Courtney Bragg is co-founder of Fabric Health, which provides trusted, last-mile health care engagement by meeting busy families where they are, in the time they have. Fabric works in laundromats across North and West Philadelphia and is expanding to Pittsburgh and Washington. She agreed to speak to us before she takes the stage at Aspen Ideas: Health.
America is facing a crisis. As many as 14 million people may lose their health insurance this fall due to some unintended consequences of good policy.
When the pandemic began, Congress enacted the continuous coverage requirement to automatically re-enroll Medicaid recipients during the public health emergency. But as states “unwind” continuous coverage and require re-enrollment, those recipients are facing three major obstacles to continuing coverage.

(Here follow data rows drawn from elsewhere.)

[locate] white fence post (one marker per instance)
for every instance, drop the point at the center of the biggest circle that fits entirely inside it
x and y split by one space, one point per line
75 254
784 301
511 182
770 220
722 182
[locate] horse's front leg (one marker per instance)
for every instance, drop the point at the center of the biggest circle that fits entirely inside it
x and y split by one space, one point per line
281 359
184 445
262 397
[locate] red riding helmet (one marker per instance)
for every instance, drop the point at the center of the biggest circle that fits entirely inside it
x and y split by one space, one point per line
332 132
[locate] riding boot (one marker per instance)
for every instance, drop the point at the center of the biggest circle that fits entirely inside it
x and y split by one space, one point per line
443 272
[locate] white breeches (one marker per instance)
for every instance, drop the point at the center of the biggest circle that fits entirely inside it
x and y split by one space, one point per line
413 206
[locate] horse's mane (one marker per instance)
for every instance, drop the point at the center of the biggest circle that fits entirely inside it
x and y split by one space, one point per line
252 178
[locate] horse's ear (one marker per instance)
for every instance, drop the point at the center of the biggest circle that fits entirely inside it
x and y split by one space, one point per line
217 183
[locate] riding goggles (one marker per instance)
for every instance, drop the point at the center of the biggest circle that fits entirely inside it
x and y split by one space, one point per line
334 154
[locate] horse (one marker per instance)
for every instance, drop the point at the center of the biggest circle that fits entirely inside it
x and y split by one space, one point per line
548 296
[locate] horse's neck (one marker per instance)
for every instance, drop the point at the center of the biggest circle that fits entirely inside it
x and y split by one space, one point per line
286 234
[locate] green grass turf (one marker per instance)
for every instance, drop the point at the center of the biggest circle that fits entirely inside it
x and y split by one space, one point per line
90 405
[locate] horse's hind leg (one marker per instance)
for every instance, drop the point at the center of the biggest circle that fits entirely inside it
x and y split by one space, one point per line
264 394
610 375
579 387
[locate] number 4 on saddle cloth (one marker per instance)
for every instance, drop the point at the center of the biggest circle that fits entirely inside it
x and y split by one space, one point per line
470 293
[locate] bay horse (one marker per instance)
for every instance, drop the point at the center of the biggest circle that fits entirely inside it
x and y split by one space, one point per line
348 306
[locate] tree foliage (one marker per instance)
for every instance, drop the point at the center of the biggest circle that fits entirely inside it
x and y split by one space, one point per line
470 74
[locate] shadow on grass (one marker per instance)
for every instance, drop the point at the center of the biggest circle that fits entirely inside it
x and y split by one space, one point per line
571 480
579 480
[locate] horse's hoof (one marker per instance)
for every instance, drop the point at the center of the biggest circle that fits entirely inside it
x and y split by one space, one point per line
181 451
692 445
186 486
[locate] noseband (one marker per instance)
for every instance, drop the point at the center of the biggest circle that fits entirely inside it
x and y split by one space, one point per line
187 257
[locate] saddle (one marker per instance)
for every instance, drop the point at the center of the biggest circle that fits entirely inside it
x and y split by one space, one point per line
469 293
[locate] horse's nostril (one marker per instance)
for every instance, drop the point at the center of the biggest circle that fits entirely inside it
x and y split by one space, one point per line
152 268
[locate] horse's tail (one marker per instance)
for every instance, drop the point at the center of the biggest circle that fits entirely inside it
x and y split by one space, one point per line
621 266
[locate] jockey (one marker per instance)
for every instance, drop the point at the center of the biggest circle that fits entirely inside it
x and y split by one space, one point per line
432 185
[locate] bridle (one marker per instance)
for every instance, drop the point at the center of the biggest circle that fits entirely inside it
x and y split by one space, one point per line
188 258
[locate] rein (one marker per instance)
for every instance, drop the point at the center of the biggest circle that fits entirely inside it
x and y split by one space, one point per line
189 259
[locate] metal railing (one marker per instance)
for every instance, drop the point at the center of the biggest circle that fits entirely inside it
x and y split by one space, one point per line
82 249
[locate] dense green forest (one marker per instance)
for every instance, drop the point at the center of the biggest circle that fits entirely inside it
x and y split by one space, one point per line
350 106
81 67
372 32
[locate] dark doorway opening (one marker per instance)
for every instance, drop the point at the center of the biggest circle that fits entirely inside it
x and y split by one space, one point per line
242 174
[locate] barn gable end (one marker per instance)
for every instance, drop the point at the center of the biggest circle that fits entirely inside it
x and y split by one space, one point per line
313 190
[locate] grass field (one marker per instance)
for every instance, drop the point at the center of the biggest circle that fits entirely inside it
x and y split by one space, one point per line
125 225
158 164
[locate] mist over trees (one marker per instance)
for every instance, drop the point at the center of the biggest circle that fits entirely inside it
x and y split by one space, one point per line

- Time: The Centers for Medicare & Medicaid Services paused Medicaid redetermination, but families haven’t become less busy during the pandemic, and they’re now being told, “Surprise! Please find time to navigate this new, complex process.”
- Contact: Many state health departments and insurers lack updated contact information for the majority of their members. How does someone re-enroll if we can’t find them?
- Trust: Misinformation, coupled with a lack of trust in institutions, prevents urgent messages from breaking through the noise of people’s daily lives.
All of this puts an incredible burden on outreach, education, and enrollment assistance to limit unnecessary coverage losses. Sending notices to three-year-old addresses or calling from unknown numbers in the middle of a shift may be well-intentioned, but these aren’t solutions. They will leave us with piles of returned mail and millions uninsured.
The answer, I believe, is to meet people where they already are.
On a weekly basis, 32 million Americans spend 2 hours at one of 30,000 laundromats across the country. With that insight, I co-founded Fabric Health and, in partnership with the state of Pennsylvania, we helped over a thousand families answer health insurance questions and navigate enrollment in Philadelphia as their towels tumbled. Families welcomed us and were excited to receive support from familiar faces—people who met them where they were, when they had time.
Every day, millions of families are sitting, waiting at laundromats—we are too. We believe that we can prevent a public health disaster by simply showing up where people already need to be. Fabric’s trusted relationships will help us close care gaps and improve well-being week after week, while the towels are tumbling.
It doesn’t end with Medicaid redetermination. When organizations work to meet families where they are, in the time they have, the problem of last-mile delivery can be overcome and all kinds of societal issues can be addressed. And sometimes that last mile is just a quick walk to the corner laundromat.